Богатые «податели» природных «благостынь» (dotêres eaôn — datarâs vasûnâm в Ведах), как славили богов первоначальные арийские гимны, обратились в раздавателей роковых «даров». Ясно, что совершился какой-то кризис в народных верованиях. Перед нами феномен религии поработителей, отразившей земные, общественные отношения в олимпийской проекции. Народные религии были подавлены и сведены к скудным сельским культам хтонических демонов. Демоны эти часто были благодетельными помощниками в нужде и во всяком случае не были недоступными и деспотическими владыками, довольствовались малым, отвечали простым потребностям жизни, не играли жребиями племен, не мирились, насыщая друг в друге ревнивую ярость взаимною выдачей своих верных. Мы решаемся высказать мнение, что даже человеческие жертвы, в Гомеровом эпосе полузабытые, не оказывали на народ столь угнетающего нравственного влияния, как религия высокого Олимпа, с ее холодною и как бы ироническою отчужденностью от насущных потребностей простого существования. Правда, аэды сделали все, что могли, для смягчения, облагорожения и духовного возвышения этой религии: она все же осталась себе верна в своем исконном деспотизме, в своей жестокости, в своем высокомерии. Поэтому, как только — и это было уже в Гесиодовой школе эпоса — заговорила религиозная душа народа, мы слышим из уст его глухие жалобы на мировой порядок[591]. Возникает крылатое слово, не раз повторенное трагиками и влагаемое Аристотелем в уста Силена рассказанной им сказки, как сокровенная тайна Земли, — что лучший жребий не родиться вовсе на свет, если же родился — как можно скорее его покинуть.
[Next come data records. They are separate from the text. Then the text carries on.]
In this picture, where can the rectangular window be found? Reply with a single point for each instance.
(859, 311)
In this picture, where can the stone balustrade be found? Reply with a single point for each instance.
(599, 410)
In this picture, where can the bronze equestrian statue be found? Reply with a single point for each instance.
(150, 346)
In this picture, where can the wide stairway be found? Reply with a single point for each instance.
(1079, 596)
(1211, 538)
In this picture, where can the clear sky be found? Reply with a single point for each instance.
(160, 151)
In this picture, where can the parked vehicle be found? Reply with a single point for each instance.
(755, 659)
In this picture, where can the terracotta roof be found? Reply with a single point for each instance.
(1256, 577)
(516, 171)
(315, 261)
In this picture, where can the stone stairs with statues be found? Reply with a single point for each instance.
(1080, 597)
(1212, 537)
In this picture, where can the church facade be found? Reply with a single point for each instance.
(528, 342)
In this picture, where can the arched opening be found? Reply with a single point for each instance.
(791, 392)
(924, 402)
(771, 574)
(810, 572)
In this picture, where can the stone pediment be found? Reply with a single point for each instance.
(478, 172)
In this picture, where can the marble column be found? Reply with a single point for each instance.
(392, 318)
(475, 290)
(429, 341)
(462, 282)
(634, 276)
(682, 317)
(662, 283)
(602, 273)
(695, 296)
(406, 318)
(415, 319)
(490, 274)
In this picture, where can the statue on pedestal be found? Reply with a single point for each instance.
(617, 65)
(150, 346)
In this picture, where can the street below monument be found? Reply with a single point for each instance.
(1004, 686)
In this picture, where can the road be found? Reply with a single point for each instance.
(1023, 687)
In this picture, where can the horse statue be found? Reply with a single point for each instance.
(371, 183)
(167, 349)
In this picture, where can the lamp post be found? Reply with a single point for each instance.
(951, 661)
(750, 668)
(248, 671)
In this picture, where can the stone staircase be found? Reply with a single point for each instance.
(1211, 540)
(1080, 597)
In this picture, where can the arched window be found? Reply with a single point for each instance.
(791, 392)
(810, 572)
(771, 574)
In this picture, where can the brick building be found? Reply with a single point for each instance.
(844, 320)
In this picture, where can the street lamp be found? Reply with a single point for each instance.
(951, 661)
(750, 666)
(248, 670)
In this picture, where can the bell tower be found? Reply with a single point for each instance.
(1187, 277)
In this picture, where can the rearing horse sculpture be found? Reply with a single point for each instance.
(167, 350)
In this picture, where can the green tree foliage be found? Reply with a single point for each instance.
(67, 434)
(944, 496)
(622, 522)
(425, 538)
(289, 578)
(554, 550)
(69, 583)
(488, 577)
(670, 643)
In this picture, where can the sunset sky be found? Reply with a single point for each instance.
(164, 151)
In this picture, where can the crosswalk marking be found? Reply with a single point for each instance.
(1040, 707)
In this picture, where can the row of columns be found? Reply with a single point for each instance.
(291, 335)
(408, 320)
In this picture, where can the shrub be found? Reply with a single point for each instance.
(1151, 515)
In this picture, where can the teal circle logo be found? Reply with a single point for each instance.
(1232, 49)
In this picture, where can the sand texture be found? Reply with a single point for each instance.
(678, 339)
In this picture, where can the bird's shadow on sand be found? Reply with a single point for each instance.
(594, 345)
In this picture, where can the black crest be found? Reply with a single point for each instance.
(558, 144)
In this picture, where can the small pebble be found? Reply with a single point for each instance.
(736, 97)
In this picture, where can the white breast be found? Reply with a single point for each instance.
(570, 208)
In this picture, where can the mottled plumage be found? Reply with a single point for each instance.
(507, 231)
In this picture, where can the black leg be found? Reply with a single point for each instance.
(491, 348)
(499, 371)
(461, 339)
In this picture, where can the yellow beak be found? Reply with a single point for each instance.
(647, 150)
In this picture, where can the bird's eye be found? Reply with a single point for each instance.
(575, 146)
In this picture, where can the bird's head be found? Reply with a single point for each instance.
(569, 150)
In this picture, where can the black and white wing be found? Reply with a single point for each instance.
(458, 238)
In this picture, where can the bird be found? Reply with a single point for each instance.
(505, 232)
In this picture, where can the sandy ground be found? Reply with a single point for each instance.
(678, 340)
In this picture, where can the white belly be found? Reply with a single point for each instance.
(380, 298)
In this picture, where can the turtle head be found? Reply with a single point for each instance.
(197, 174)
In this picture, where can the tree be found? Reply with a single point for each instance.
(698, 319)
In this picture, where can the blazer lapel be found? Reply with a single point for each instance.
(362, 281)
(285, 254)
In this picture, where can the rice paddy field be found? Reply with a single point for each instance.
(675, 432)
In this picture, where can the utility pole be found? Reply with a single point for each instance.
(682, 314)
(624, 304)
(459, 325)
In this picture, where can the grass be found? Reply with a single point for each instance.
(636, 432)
Но народ все же терпелив; он ограничивается безропотным признанием горькой правды; у аристократа Феогнида, заносчивого, раздражительного (это уже новая, не прежняя рыцарская аристократия, и притом уже умирающая новая), такие жалобы обостряются до крайности:
Лучший удел из уделов земных — не родиться на землю;
Дар вожделенный — не зреть солнечных острых лучей.
Если ж родился, скорее пройти чрез ворота Аида, —
В черную землю главу глухо зарыв, опочить
[592].
Приведенные двустишия — только элегическая версия любимого афоризма общенародной философии и отнюдь не парадокс изысканного упадка. Здесь Феогнид народен и вполне свободен от влияния восточной, ионийской изнеженности, пресыщенности и расслабленности, своеобразно окрасивших гедонистическую меланхолию Мимнерма. Ведь и суровый, мужественный Эсхил, гений среди героев Марафона, твердо знает, что впервые счастливы умершие: миновала для них земная страда; им не грозит новыми, горшими бедствиями затихающая на время, но потом еще злее возобновляющаяся боль того недуга, что зовется жизнью; благословляют они исполненный жребий, который свел их в могилу; крепко спят они и не хотят проснуться и встать из гробов (Agam. 568 sqq).
Мы видим, что экстатическая религия Диониса[593], с ее возродительными таинствами и озаряющими душу оргиями, с ее верою в нисхождение божества в сыновнем лике, страстно́м, как участь земнородных, и все же божественно победном, с ее просвещением темного царства душ светочем умершего и воскресающего бога, с ее идеалами мистической чистоты и святости (hosiotês), запредельного блаженства (makaria), героического страдания (pathos) и милосердия (eleos), наконец — с ее новою, сообщительного и вдохновенною, всенародною и опьянительною радостью бытия, подымающею со дна души в вольных, буйных проявлениях все скрытое богатство ее плодотворящей силы, — мы видим, что ата религия была удовлетворением крайней потребности, что она была необходима эллинству как спасительный перелом болезни, как выздоровление[594].